La situation est insupportable pour les habitants civils de Gaza depuis des années. La situation n’a fait que se dégrader, avec son cortège d’humiliations et une soif de vengeance. Œil pour œil rendra le monde aveugle, disait Gandhi. Cela fait trop, trop longtemps que nous sommes aveugles et sourds aux souffrances du peuple palestinien. »

Les attaques ont aussi suscité les habituelles condamnations des pays arabes. Une réunion urgente de la Ligue arabe devrait avoir lieu dimanche. L’Egypte a déclaré qu’elle tenait Israël pour responsable ; cette affirmation est peut-être une réponse à des informations de la presse israélienne affirmant que Le Caire aurait donné son feu vert à une opération limitée à Gaza visant à renverser le Hamas (« Report : Egypt won’t object to short IDF offensive in Gaza », par Avi Issacharoff, Haaretz, 25 décembre).
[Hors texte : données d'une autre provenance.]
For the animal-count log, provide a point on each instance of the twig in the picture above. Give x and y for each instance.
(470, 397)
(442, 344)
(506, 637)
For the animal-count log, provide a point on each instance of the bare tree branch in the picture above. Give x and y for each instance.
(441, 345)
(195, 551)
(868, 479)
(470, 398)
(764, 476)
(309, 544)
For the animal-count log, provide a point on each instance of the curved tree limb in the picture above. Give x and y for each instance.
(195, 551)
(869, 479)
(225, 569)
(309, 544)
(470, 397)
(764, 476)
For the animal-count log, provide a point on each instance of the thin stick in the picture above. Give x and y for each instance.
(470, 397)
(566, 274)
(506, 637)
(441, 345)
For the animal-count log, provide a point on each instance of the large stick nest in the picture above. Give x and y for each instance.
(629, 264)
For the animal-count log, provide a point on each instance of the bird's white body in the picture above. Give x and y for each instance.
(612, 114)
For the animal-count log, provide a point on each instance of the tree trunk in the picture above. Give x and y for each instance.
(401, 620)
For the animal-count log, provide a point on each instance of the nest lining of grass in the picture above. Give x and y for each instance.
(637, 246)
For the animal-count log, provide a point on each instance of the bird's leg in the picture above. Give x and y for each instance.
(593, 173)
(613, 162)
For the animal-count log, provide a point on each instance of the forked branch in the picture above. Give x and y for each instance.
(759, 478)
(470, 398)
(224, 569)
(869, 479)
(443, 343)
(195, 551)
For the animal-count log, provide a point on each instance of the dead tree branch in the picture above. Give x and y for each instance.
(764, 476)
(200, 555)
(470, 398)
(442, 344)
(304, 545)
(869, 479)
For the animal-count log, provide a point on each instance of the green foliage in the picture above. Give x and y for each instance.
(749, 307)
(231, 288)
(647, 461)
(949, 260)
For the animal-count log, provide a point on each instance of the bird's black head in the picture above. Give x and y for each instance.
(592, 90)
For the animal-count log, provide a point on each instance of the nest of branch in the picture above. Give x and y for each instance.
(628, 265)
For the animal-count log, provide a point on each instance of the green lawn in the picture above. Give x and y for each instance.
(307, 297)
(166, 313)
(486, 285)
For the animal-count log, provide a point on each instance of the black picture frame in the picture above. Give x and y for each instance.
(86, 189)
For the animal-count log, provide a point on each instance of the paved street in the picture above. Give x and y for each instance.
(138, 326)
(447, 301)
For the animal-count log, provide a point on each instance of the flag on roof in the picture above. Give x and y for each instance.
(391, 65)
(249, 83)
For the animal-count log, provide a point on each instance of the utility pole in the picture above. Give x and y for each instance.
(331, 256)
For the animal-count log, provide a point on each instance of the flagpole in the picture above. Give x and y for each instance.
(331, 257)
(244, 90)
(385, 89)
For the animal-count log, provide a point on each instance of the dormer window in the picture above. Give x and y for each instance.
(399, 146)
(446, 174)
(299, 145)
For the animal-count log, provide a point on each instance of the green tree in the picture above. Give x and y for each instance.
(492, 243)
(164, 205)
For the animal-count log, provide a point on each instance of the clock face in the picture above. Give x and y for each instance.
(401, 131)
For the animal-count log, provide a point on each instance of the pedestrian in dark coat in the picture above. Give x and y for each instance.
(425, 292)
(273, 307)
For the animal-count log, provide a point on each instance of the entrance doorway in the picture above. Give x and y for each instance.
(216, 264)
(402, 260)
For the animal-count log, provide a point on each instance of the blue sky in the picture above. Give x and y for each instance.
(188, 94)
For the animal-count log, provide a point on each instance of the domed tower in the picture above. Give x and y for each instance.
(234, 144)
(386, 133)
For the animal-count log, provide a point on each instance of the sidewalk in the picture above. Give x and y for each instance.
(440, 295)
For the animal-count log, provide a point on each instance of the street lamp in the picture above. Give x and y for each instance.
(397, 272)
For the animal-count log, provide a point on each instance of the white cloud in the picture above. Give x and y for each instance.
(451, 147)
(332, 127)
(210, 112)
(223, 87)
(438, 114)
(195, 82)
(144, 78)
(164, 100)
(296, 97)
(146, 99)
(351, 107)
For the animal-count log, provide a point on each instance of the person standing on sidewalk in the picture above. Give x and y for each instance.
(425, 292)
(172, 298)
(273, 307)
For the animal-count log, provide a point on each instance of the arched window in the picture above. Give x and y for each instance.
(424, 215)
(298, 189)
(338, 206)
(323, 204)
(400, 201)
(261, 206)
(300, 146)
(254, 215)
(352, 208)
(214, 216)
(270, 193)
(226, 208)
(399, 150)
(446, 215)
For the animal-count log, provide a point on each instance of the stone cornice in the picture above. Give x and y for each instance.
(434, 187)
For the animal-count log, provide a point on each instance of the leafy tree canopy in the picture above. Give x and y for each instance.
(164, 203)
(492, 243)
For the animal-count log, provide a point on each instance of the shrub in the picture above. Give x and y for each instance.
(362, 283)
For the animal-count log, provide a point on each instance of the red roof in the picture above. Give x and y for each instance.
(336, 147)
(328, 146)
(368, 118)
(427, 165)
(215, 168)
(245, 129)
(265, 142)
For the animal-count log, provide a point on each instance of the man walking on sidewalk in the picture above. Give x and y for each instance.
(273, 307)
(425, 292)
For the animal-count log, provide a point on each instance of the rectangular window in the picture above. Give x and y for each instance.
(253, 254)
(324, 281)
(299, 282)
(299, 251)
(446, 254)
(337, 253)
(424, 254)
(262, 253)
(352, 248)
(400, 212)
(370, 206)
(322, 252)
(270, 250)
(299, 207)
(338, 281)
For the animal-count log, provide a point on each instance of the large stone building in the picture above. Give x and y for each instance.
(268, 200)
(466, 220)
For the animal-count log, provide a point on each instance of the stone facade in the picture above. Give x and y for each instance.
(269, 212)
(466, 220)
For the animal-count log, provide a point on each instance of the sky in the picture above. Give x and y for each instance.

Un autre article de Haaretz publié le 28 décembre, et qui décrit la campagne de désinformation du gouvernement israélien avant l’offensive contre Gaza, explique que Mme Livni, la ministre des affaires étrangères, avait informé le président Moubarak de l’attaque (« Disinformation, secrecy and lies : How the Gaza offensive came about », par Barak Ravid). La complicité du Caire est confirmée par un rapport de Y-net, « Egypt lays blame on Hamas », par Yitzhak Benhorin (27 décembre), qui reprend les déclarations du ministre égyptien des affaires étrangères Aboul Gheit, expliquant que son gouvernement avait prévenu le Hamas et que ceux qui n’avaient pas écouté ces mises en garde portaient la responsabilité de la situation (sur les raisons de la politique égyptienne, lire sur ce blog l’entretien avec Khaled Mechaal).
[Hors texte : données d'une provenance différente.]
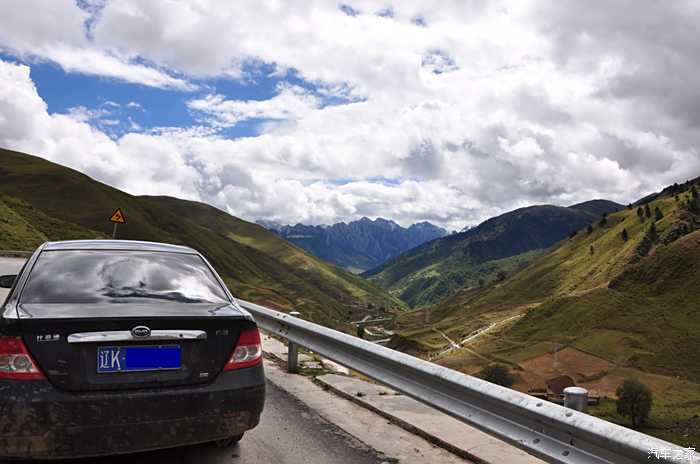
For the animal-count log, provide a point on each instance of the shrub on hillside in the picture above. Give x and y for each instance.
(625, 235)
(634, 401)
(498, 374)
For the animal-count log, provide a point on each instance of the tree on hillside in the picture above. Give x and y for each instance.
(652, 233)
(658, 215)
(624, 235)
(498, 374)
(634, 401)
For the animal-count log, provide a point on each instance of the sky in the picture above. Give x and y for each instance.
(319, 111)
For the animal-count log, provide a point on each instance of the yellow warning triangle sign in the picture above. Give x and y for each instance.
(118, 217)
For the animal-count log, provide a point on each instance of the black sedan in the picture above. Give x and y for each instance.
(111, 347)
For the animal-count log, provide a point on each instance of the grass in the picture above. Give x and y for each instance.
(638, 311)
(436, 270)
(44, 201)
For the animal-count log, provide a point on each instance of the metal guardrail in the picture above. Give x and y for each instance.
(546, 430)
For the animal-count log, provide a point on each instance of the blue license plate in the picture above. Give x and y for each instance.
(138, 358)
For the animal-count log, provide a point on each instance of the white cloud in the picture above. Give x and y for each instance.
(55, 30)
(486, 107)
(291, 102)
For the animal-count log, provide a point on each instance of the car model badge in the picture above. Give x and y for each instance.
(141, 331)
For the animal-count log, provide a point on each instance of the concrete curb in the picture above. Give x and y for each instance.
(437, 441)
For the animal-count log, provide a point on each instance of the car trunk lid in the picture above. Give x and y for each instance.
(85, 347)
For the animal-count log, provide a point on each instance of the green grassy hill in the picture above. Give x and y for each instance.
(498, 247)
(632, 306)
(43, 200)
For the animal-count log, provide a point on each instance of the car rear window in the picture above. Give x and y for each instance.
(72, 276)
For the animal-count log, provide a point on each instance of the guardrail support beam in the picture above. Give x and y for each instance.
(293, 351)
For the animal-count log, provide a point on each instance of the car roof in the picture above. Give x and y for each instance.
(133, 245)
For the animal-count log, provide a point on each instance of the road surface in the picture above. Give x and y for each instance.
(289, 433)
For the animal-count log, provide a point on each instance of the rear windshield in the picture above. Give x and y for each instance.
(121, 277)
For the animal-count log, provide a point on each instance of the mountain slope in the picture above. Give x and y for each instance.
(597, 308)
(358, 245)
(497, 247)
(56, 202)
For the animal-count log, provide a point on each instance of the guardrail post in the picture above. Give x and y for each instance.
(293, 351)
(576, 398)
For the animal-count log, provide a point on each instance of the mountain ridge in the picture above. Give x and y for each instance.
(497, 246)
(50, 201)
(357, 245)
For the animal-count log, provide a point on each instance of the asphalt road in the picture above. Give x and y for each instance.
(288, 433)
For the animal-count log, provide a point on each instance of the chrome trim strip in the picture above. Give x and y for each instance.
(125, 336)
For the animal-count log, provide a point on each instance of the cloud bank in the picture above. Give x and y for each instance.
(443, 111)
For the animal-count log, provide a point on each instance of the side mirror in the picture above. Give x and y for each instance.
(7, 281)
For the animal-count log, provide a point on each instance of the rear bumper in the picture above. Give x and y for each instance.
(37, 421)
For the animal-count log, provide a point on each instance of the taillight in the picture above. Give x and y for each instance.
(16, 362)
(248, 351)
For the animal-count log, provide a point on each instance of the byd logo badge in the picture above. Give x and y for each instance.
(141, 331)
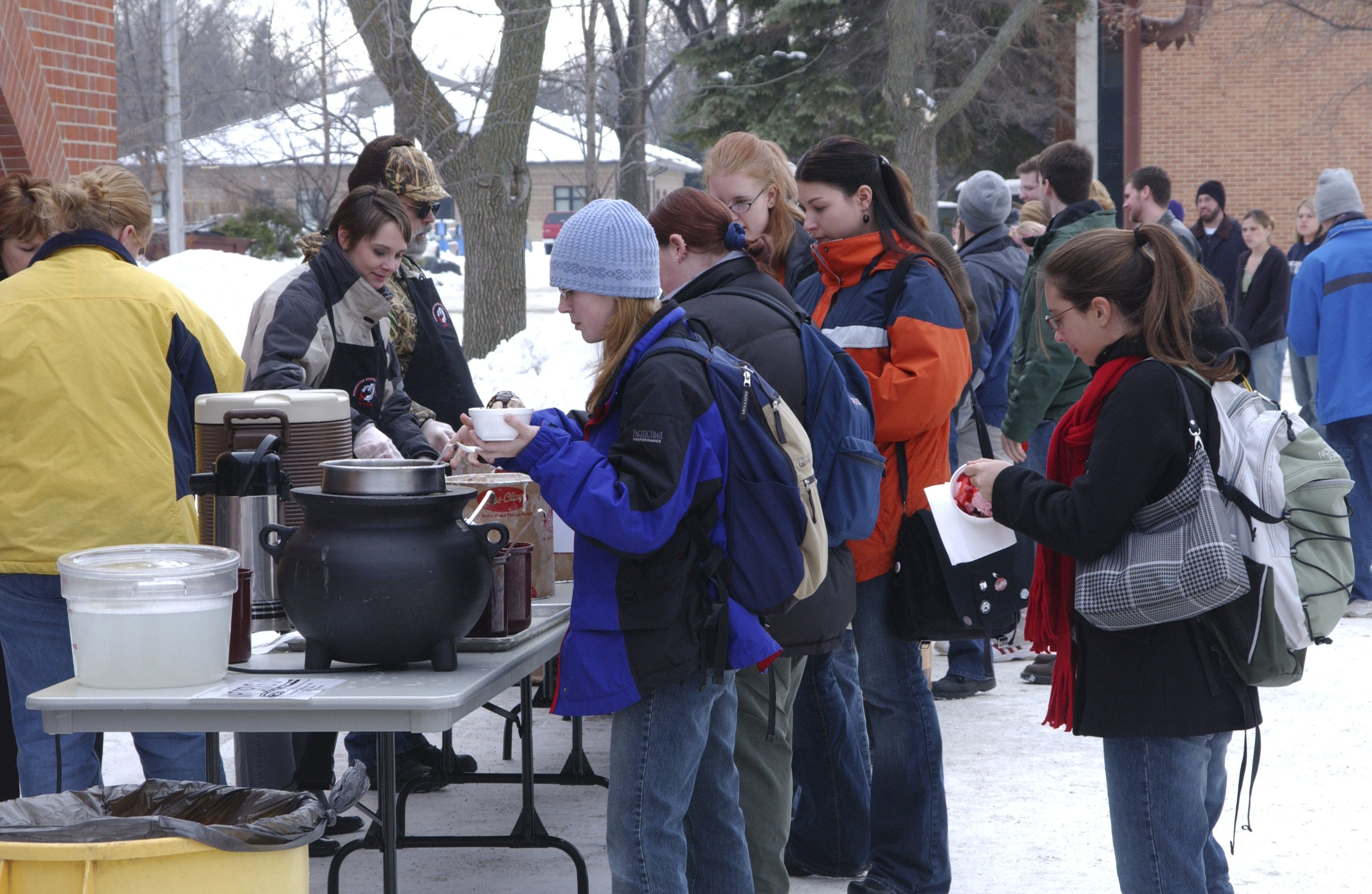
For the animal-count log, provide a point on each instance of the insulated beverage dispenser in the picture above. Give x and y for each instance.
(247, 487)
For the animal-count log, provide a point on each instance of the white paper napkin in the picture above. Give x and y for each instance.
(964, 538)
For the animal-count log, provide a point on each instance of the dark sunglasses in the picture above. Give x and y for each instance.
(424, 209)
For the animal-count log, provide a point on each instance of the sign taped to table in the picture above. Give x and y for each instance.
(291, 689)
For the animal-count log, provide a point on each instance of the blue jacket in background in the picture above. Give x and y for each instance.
(1331, 317)
(995, 269)
(654, 453)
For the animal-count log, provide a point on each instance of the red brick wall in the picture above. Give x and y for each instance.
(57, 87)
(1261, 102)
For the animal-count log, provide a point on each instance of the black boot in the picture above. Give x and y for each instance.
(956, 686)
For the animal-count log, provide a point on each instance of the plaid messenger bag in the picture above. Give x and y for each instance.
(1178, 560)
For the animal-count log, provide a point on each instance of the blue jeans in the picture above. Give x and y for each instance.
(968, 659)
(1265, 374)
(673, 818)
(1305, 376)
(1353, 441)
(1036, 457)
(361, 746)
(37, 655)
(1165, 799)
(909, 810)
(831, 767)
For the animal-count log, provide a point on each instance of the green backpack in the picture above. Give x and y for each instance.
(1288, 494)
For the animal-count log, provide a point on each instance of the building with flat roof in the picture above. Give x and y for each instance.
(282, 160)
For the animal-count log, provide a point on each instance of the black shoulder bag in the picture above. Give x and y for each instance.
(932, 598)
Dans ces conditions, il est douteux que ces condamnations arabes aboutissent à des résultats. La seule initiative spectaculaire et efficace que Le Caire pourrait prendre serait de rouvrir le point de passage de Rafah, ce qu’elle ne veut faire à aucun prix – pour l’instant, elle s’est contentée d’ouvrir le passage aux blessés palestiniens. Et, selon l’agence de presse Maan, aucun blessé ne s’est présenté, les médecins palestiniens affirmant que le transport des blessés graves est impossible, à moins que l’Egypte n’envoie des hélicoptères (« Not one Gazan at Rafah crossing despite Egyptian promise to treat wounded, country to send medical supplies instead », 27 décembre).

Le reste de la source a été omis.